Carnegie Mellon University
Abstract:
Modern planning methods are effective in computing feasible and optimal plans for robotic tasks when given access to accurate dynamical models. However, robots operating in the real world often face situations that cannot be modeled perfectly before execution. Thus, we only have access to simplified but potentially inaccurate models. This imperfect modeling can lead to highly suboptimal plans or even the inability to reach the goal during execution. Existing approaches present a learning-based solution where real-world experience is used to learn a complex dynamical model that is subsequently used for planning. However, this requires a prohibitively large amount of experience over the entire state space, and can be wasteful if we are interested in completing the task and not in modeling the dynamics accurately.

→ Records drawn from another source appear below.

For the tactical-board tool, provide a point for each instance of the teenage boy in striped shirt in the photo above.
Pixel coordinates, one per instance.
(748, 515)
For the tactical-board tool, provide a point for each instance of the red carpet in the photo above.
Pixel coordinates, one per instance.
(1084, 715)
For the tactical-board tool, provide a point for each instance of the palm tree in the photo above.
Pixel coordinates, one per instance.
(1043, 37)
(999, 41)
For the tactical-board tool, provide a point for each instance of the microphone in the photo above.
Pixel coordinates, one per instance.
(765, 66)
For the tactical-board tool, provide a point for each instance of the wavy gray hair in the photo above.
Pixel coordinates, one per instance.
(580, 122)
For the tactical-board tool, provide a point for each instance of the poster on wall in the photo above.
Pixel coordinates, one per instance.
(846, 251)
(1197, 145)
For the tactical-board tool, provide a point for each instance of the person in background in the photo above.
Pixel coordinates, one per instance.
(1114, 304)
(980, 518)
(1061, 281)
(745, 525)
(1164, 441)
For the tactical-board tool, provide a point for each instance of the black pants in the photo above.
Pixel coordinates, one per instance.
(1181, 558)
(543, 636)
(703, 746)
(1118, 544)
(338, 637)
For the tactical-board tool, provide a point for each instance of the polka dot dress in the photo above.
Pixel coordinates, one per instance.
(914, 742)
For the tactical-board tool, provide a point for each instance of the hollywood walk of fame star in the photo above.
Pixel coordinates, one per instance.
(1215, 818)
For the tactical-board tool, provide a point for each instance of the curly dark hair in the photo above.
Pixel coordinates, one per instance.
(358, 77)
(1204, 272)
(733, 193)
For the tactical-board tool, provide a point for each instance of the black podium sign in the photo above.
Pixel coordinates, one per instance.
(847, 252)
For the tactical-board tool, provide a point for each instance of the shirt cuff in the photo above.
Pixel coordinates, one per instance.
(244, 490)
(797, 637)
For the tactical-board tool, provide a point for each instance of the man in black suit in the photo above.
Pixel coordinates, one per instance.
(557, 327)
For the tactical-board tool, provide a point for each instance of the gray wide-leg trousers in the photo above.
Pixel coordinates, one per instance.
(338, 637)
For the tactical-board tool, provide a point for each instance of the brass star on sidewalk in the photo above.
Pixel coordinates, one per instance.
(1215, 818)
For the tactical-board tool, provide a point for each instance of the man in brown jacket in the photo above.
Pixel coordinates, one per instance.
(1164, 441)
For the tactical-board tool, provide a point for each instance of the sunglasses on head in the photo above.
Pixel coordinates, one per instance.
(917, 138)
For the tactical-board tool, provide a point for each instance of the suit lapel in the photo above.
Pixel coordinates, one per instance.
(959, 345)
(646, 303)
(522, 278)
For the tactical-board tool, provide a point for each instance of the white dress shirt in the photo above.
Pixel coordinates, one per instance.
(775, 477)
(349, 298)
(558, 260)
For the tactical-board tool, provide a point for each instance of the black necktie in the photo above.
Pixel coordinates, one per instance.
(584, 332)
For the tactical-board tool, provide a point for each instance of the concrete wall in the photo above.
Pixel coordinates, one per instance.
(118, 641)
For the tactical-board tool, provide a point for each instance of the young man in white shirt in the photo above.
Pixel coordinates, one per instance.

Furthermore, real robots often have operating constraints and cannot spend hours acquiring experience to learn dynamics. This thesis argues that by updating the behavior of the planner and not the dynamics of the model, we can leverage simplified and potentially inaccurate models and significantly reduce the amount of real-world experience needed to provably guarantee that the robot completes the task.
In completed work, we proposed two approaches in support of this argument. The first approach CMAX guarantees that the robot reaches the goal using the inaccurate model without any resets. This is achieved by biasing the planner away from transitions whose dynamics are discovered to be inaccurately modeled during online execution. However, CMAX requires strong assumptions on the accuracy of the model used for planning and fails to improve the quality of solution over repetitions of the same task. The second approach CMAX++ leverages real-world experience to improve the quality of resulting plans over successive repetitions of a robotic task. CMAX++ achieves this by integrating model-free learning using acquired experience with model-based planning using the potentially inaccurate model. As a consequence of this in addition to completeness, CMAX++ also guarantees asymptotic convergence to the optimal path cost as the number of repetitions increases under relaxed assumptions. Crucially, both approaches do not require any updates to the dynamics of the model unlike any existing method for planning using inaccurate models.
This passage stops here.